Where were those young friends, apostles we will call them, on the Friday of the execution? They were hiding in a locked room paralysed by fear, staring into the abyss of their own cowardice. All their enthusiastic promises of support were cold ashes in their mouths. The newly risen Christ appears in their locked room. There was no recrimination. No demand for explanation. No mention of broken promises. What he offered them was shalom—the ancient blessing of love, understanding, abundance and fullness of life. What he gave them was forgiveness.

The origins of the Christian story are grounded in the experience of a group of terrified, broken, vulnerable people—not the usual foundation story told of heroes. The Easter event carries a painful reminder that new life often comes in brokenness. Sometimes in the brokenness of others.

Ailsa’s book reminded me that in the far-off Middle Ages, pilgrims attempted a highly unusual way of being connected—by carrying one another’s sins. This notion, initially seeming like rank superstition, spoke directly to the Easter story, and seemed to have a surprising foundation of good common sense. I began to ask myself fundamental questions: To what extent are those of us who come together in church a practical community? How are we really connected to one another? How do we take genuine responsibility for each other?

In this monologue world of mine, I talk a great deal about a family of believers supporting one another. We in the Catholic Church claim to be a community whose aim is to take on the task of being a healing agent in the wider world. On a bad day—and those days are becoming more frequent in the light of the stories of abuse—it’s hard to recognise such a grand vision.

We build hospitals to help people with broken bodies. We minister to the dying. We teach children. We provide shelter for the homeless and try to share their alienation. We struggle for the rights of refugees. Why, then, do we find it hard to imagine carrying the sins of others? Why do we find it so confronting to face this gospel responsibility?

That’s how my conversation with Ailsa began. It wasn’t long before the ensuing emails became a vehicle for personal sharing.

We are a generation apart in age—or is that two generations? Ailsa grew up on an immense sheep station in Western Australia. I grew up on Sydney’s Lane Cove River. Her life has been in the theatre. My life has been in the Church. She’s a walker. I’m more of a swimmer. Our conversation, between Melbourne and Sydney, was by email. Ailsa’s language is not always my language. She will use the word ‘love’ with little restraint. There is a cautious philosopher locked away somewhere in me that wants to make all sorts of distinctions. Ailsa chides me that I’m splitting hairs or just plain fearful. She likes to chide!
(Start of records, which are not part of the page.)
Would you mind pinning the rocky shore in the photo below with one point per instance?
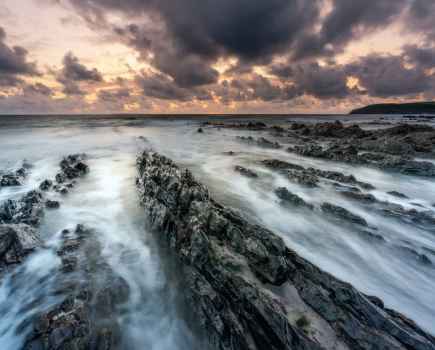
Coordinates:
(247, 289)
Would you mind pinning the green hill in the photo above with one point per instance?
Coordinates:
(397, 108)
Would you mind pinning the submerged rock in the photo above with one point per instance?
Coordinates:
(398, 194)
(343, 213)
(52, 204)
(261, 142)
(14, 178)
(28, 209)
(245, 172)
(46, 185)
(228, 264)
(303, 177)
(72, 167)
(16, 242)
(277, 164)
(290, 198)
(87, 316)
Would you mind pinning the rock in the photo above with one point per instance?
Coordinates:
(290, 198)
(27, 210)
(72, 167)
(340, 177)
(343, 213)
(16, 242)
(411, 215)
(277, 164)
(230, 153)
(359, 196)
(261, 142)
(52, 204)
(87, 316)
(245, 172)
(398, 194)
(15, 178)
(224, 261)
(303, 177)
(45, 185)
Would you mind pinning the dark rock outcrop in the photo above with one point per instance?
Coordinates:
(398, 194)
(261, 142)
(343, 213)
(72, 167)
(86, 319)
(16, 242)
(242, 282)
(27, 210)
(277, 164)
(14, 178)
(290, 198)
(245, 171)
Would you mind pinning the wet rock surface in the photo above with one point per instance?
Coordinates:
(245, 171)
(343, 213)
(392, 149)
(86, 316)
(16, 242)
(261, 142)
(20, 218)
(236, 272)
(290, 198)
(14, 178)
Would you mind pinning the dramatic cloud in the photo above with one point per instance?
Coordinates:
(386, 76)
(225, 54)
(13, 63)
(348, 20)
(73, 72)
(420, 56)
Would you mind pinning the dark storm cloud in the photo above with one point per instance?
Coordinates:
(420, 56)
(321, 82)
(348, 20)
(13, 63)
(114, 95)
(246, 28)
(37, 89)
(420, 18)
(312, 79)
(183, 40)
(162, 87)
(387, 76)
(73, 73)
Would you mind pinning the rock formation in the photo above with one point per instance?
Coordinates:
(247, 289)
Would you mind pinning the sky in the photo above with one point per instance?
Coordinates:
(214, 56)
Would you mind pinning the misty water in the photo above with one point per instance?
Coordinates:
(106, 200)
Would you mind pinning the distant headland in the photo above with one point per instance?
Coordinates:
(397, 108)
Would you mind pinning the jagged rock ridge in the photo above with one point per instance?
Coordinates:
(247, 289)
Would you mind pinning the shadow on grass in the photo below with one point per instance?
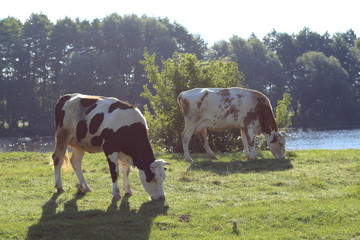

Our correspondence grew out of mutual curiosity, and explored many issues—for example, the nature of belief—from two quite disparate points of view. Belief has many faces, it always has had. The battle lines drawn up between believer and unbeliever often seem childish to me, like kids wrestling in a playground. Not that our letters were debates between belief and unbelief at all—but the nature of human belief is never too far away from what occupies our minds.

I like the word ‘belief ’. It has always intrigued me. The word comes from an old English word lief, which can be translated as ‘love’. Belief, at its heart, is ‘to be in love’. Faith is paying endless loving attention to the meaning of our existence; to be in love with life at its ultimate level.

Perhaps Ailsa is the true believer!

That’s not the entire story, of course. Where do we find the time and the vocabulary to tell even part of a person’s story? But that will do for a start.